So writes Eddie Prévost in the trenchant liner essay accompanying Under the Sun, a text that so effectively describes the current musical circumstance and its historical relations (and vice versa) that I would rather quote it than struggle to summarize so acute a vision, so well expressed. It might well be argued that urgency is the defining quality of much great jazz, holding together though pitched at the point of flying apart, whether it’s Charlie Parker, Ornette Coleman or John Coltrane (there’s also a corresponding calm that speaks to the dream world, a kind of expansive meditation, in Prévost’s case, the music of AMM for which he‘s best known).

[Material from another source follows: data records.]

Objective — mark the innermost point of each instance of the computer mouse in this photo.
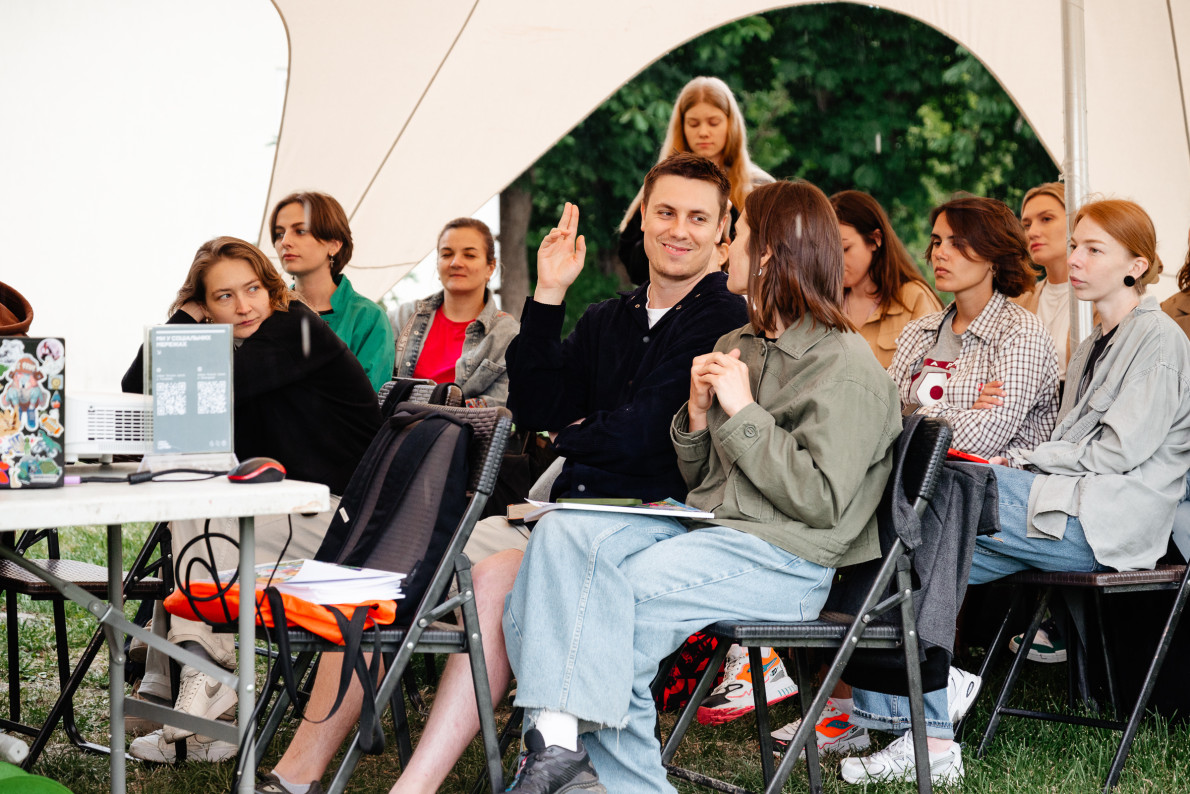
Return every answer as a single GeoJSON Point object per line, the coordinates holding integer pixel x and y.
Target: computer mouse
{"type": "Point", "coordinates": [257, 469]}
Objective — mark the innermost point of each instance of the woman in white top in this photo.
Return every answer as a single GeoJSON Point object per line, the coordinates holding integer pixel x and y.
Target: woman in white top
{"type": "Point", "coordinates": [1044, 217]}
{"type": "Point", "coordinates": [706, 122]}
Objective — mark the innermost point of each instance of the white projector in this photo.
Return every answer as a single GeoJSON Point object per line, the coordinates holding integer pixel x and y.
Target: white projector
{"type": "Point", "coordinates": [100, 425]}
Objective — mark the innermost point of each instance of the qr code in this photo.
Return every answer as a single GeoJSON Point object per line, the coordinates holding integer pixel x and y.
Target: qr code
{"type": "Point", "coordinates": [170, 399]}
{"type": "Point", "coordinates": [212, 397]}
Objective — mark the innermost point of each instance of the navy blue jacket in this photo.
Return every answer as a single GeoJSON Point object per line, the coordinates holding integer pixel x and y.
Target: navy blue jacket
{"type": "Point", "coordinates": [622, 379]}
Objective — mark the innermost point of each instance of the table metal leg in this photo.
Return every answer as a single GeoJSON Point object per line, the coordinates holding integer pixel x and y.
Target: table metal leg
{"type": "Point", "coordinates": [246, 685]}
{"type": "Point", "coordinates": [116, 654]}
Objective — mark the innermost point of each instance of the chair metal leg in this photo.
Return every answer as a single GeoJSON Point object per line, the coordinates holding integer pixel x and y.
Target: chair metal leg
{"type": "Point", "coordinates": [13, 656]}
{"type": "Point", "coordinates": [761, 698]}
{"type": "Point", "coordinates": [281, 704]}
{"type": "Point", "coordinates": [913, 671]}
{"type": "Point", "coordinates": [1002, 633]}
{"type": "Point", "coordinates": [1108, 667]}
{"type": "Point", "coordinates": [1014, 673]}
{"type": "Point", "coordinates": [813, 763]}
{"type": "Point", "coordinates": [1146, 689]}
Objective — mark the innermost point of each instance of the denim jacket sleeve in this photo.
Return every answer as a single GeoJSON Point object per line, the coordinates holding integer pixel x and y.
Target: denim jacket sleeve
{"type": "Point", "coordinates": [812, 470]}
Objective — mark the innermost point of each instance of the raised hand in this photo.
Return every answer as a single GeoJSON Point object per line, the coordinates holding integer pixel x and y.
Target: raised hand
{"type": "Point", "coordinates": [559, 260]}
{"type": "Point", "coordinates": [991, 395]}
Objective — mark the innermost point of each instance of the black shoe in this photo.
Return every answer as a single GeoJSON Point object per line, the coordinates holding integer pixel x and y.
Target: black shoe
{"type": "Point", "coordinates": [553, 769]}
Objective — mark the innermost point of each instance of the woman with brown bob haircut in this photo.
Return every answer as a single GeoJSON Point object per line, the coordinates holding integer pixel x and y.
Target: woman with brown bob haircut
{"type": "Point", "coordinates": [313, 242]}
{"type": "Point", "coordinates": [793, 468]}
{"type": "Point", "coordinates": [300, 397]}
{"type": "Point", "coordinates": [983, 363]}
{"type": "Point", "coordinates": [706, 122]}
{"type": "Point", "coordinates": [882, 288]}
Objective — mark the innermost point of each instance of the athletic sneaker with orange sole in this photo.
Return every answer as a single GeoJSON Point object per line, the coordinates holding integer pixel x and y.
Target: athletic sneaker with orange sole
{"type": "Point", "coordinates": [733, 696]}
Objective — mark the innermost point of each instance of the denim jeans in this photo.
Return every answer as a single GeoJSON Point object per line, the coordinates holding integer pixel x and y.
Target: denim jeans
{"type": "Point", "coordinates": [995, 557]}
{"type": "Point", "coordinates": [602, 598]}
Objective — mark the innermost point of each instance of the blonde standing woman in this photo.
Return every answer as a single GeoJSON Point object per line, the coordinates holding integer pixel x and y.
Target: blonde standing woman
{"type": "Point", "coordinates": [1044, 217]}
{"type": "Point", "coordinates": [706, 122]}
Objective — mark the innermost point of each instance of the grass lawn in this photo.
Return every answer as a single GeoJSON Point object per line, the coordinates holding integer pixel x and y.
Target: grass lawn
{"type": "Point", "coordinates": [1027, 756]}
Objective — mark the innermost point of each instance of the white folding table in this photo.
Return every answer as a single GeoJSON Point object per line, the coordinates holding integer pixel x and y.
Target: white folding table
{"type": "Point", "coordinates": [112, 505]}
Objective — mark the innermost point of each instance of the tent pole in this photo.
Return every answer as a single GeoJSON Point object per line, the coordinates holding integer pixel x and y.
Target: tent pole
{"type": "Point", "coordinates": [1073, 60]}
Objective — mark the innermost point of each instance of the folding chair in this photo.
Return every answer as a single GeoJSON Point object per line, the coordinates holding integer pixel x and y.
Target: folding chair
{"type": "Point", "coordinates": [150, 577]}
{"type": "Point", "coordinates": [490, 429]}
{"type": "Point", "coordinates": [420, 391]}
{"type": "Point", "coordinates": [1077, 586]}
{"type": "Point", "coordinates": [920, 460]}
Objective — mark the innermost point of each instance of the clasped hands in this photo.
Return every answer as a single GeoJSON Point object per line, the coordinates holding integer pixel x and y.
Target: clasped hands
{"type": "Point", "coordinates": [718, 375]}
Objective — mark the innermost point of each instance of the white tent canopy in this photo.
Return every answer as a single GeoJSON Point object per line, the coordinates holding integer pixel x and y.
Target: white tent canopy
{"type": "Point", "coordinates": [412, 113]}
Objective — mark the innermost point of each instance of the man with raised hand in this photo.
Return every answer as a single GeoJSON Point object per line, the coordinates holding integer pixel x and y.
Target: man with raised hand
{"type": "Point", "coordinates": [608, 391]}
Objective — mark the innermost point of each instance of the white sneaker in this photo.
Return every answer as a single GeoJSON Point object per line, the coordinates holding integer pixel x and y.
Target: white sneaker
{"type": "Point", "coordinates": [962, 689]}
{"type": "Point", "coordinates": [733, 696]}
{"type": "Point", "coordinates": [895, 762]}
{"type": "Point", "coordinates": [198, 748]}
{"type": "Point", "coordinates": [834, 732]}
{"type": "Point", "coordinates": [201, 695]}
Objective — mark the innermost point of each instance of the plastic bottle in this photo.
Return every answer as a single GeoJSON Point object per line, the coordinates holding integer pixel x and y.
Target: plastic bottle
{"type": "Point", "coordinates": [12, 749]}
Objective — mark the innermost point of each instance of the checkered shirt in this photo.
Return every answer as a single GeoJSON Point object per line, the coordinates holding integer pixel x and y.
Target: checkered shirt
{"type": "Point", "coordinates": [1004, 343]}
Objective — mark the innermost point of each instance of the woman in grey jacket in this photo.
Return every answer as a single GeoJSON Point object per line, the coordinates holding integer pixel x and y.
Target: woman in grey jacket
{"type": "Point", "coordinates": [787, 438]}
{"type": "Point", "coordinates": [458, 335]}
{"type": "Point", "coordinates": [1102, 492]}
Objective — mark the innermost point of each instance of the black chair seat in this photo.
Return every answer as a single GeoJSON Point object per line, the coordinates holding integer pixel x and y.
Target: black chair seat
{"type": "Point", "coordinates": [800, 633]}
{"type": "Point", "coordinates": [1167, 575]}
{"type": "Point", "coordinates": [390, 639]}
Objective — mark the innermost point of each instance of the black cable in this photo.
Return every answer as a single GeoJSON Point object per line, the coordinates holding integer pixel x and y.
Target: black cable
{"type": "Point", "coordinates": [146, 476]}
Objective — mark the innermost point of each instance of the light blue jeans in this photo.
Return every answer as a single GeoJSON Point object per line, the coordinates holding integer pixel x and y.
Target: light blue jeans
{"type": "Point", "coordinates": [602, 598]}
{"type": "Point", "coordinates": [995, 557]}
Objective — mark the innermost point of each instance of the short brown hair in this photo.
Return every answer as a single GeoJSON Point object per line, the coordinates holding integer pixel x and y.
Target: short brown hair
{"type": "Point", "coordinates": [1056, 191]}
{"type": "Point", "coordinates": [214, 251]}
{"type": "Point", "coordinates": [795, 224]}
{"type": "Point", "coordinates": [1129, 225]}
{"type": "Point", "coordinates": [891, 266]}
{"type": "Point", "coordinates": [987, 229]}
{"type": "Point", "coordinates": [325, 219]}
{"type": "Point", "coordinates": [689, 167]}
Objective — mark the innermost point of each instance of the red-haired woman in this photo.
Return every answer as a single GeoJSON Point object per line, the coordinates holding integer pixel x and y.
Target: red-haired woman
{"type": "Point", "coordinates": [1101, 491]}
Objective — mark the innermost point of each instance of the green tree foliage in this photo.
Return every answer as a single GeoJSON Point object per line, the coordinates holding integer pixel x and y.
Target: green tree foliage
{"type": "Point", "coordinates": [843, 95]}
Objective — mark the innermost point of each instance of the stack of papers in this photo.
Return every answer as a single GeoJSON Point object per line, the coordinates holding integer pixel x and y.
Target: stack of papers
{"type": "Point", "coordinates": [323, 582]}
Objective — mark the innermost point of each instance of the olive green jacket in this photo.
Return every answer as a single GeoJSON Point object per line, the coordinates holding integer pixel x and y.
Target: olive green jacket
{"type": "Point", "coordinates": [805, 466]}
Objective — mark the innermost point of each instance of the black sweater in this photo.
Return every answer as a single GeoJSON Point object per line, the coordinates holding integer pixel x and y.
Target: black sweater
{"type": "Point", "coordinates": [317, 413]}
{"type": "Point", "coordinates": [622, 379]}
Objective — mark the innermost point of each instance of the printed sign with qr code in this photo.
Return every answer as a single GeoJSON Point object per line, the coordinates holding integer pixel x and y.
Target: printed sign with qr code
{"type": "Point", "coordinates": [189, 377]}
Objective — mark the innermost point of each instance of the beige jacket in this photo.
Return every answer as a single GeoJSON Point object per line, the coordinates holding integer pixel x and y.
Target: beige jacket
{"type": "Point", "coordinates": [885, 324]}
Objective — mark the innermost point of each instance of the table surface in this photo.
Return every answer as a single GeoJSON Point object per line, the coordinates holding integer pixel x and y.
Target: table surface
{"type": "Point", "coordinates": [118, 502]}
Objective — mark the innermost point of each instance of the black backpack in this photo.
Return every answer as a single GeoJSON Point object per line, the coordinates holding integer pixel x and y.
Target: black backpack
{"type": "Point", "coordinates": [405, 500]}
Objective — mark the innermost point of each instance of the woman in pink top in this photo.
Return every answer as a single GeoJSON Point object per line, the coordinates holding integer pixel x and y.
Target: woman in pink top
{"type": "Point", "coordinates": [458, 335]}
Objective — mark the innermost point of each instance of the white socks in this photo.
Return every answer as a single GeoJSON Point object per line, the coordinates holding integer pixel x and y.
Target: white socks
{"type": "Point", "coordinates": [293, 788]}
{"type": "Point", "coordinates": [558, 729]}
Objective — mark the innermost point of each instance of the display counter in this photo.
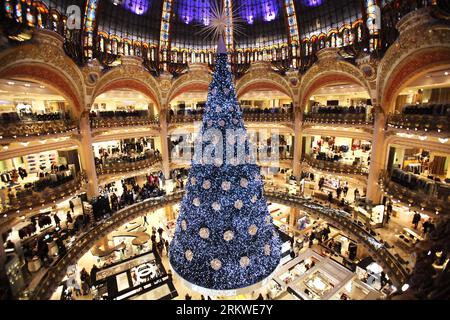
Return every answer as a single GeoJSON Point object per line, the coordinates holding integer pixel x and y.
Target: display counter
{"type": "Point", "coordinates": [408, 238]}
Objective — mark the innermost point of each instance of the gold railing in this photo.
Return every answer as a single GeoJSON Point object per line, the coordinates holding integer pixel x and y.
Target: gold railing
{"type": "Point", "coordinates": [335, 118]}
{"type": "Point", "coordinates": [31, 199]}
{"type": "Point", "coordinates": [419, 199]}
{"type": "Point", "coordinates": [114, 122]}
{"type": "Point", "coordinates": [248, 117]}
{"type": "Point", "coordinates": [126, 166]}
{"type": "Point", "coordinates": [335, 166]}
{"type": "Point", "coordinates": [36, 128]}
{"type": "Point", "coordinates": [414, 122]}
{"type": "Point", "coordinates": [343, 220]}
{"type": "Point", "coordinates": [56, 273]}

Here, in concert at Iklectik in September 2021, he is solidly on the jazz side of his musical activity, behind a standard kit, kicking the music forward with (upright) bass drum bombs , in superb company conventionally arranged around a bass (Olie Brice’s), a chordal (or, rather, poly-vocal) instrument (N.O. Moore’s guitar) and a horn (Rachel Musson’s tenor saxophone). There are two pieces here, each an extended free dialogue, the opening “Stealing the Final Arrow” (23:37) and the expansive “Scaring the Sun-eaters Away (alluding to ancient Chinese sun myths)” (45:12).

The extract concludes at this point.